The intellectual case for free trade was first articulated by Adam Smith and later David Ricardo. Mr Ricardo argued that free trade allowed countries to specialise in areas of comparative advantage, thereby raising the world’s overall output of goods and services, and thus raising living standards overall.

It is a powerful argument but one that can be difficult to communicate and therefore sometimes fails to win support from the general public. I prefer to couch the arguments in favour of free trade in simpler terms: it has proved the best way to unlock the potential of our fellow human beings and alleviate extreme poverty.

The golden age of economic growth in the 1950s and 1960s was clearly ushered in by the dismantling of pre-war trade barriers. In the past two decades, the world has witnessed the biggest reduction in global poverty in the history of mankind, partly due to the opening of economies and freer flows of trade. In particular, China and India have lifted 400 million people out of extreme poverty.

There is clearly much more to be done: an estimated one billion people still live on less than $1 a day on this bountiful planet. It is shocking to observe that the tariffs paid to the US in 2004 by Bangladesh and France were roughly the same, when their exports to the US were valued at $2bn and $30bn respectively.

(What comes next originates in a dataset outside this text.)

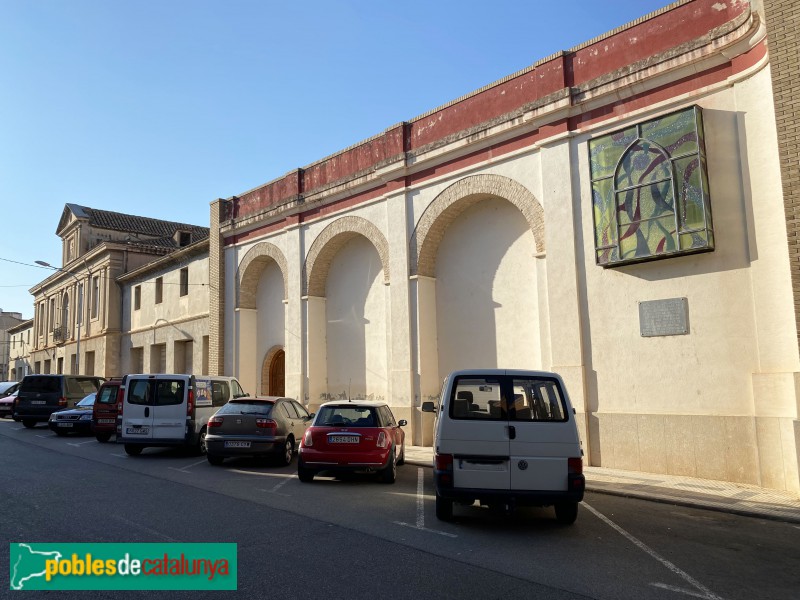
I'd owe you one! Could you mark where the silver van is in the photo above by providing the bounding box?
[116,374,248,456]
[422,369,585,524]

By eliminating trade barriers in rich and poor countries alike, the ministers who are meeting in Hong Kong could boost the annual incomes of developing countries by $200bn a year, lifting a further 500 million people out of poverty, according to William Cline of the Institute of International Economics.

The argument in favour of liberalising trade seems compelling. And yet the new competitive forces unleashed by the integration of emerging markets into the global economy are prompting a protectionist backlash in some quarters of the industrialised world.

The benefits of free trade accrue to both developed and developing economies alike. Completely free global trade, it is estimated, would boost US income by $500bn a year, equating to $4500 per household.

At the same time, it is necessary to recognise that there will always be individual winners and losers. As the former US Trade Representative Carla Hills has argued, it is up to governments to allocate some of the gains derived from trade to help those displaced by changes.

Rise to the challenge

The right response to global competition is not to raise protectionist barriers but to rise to the competitive challenge posed by emerging nations, by strengthening our infrastructure and the skills base of our people. The principal objective of trade policy in the UK, the EU and the US should be to set ambitious timetables to end tariffs, quotas, subsidies and unnecessary regulation.

If you look at today’s successful economies, you can see that they have both increased their integration in the world economy and depended upon it for their success. This is the lesson of the past 50 years, and no more so than in Hong Kong. It would be an irony of the cruellest kind if the trade talks that hold out the hope of extending prosperity to poorer nations were to founder there. As Benjamin Franklin argued in the 18th century: “No nation was ever ruined by trade.”

Sir John Bond is group chairman of HSBC Holdings plc.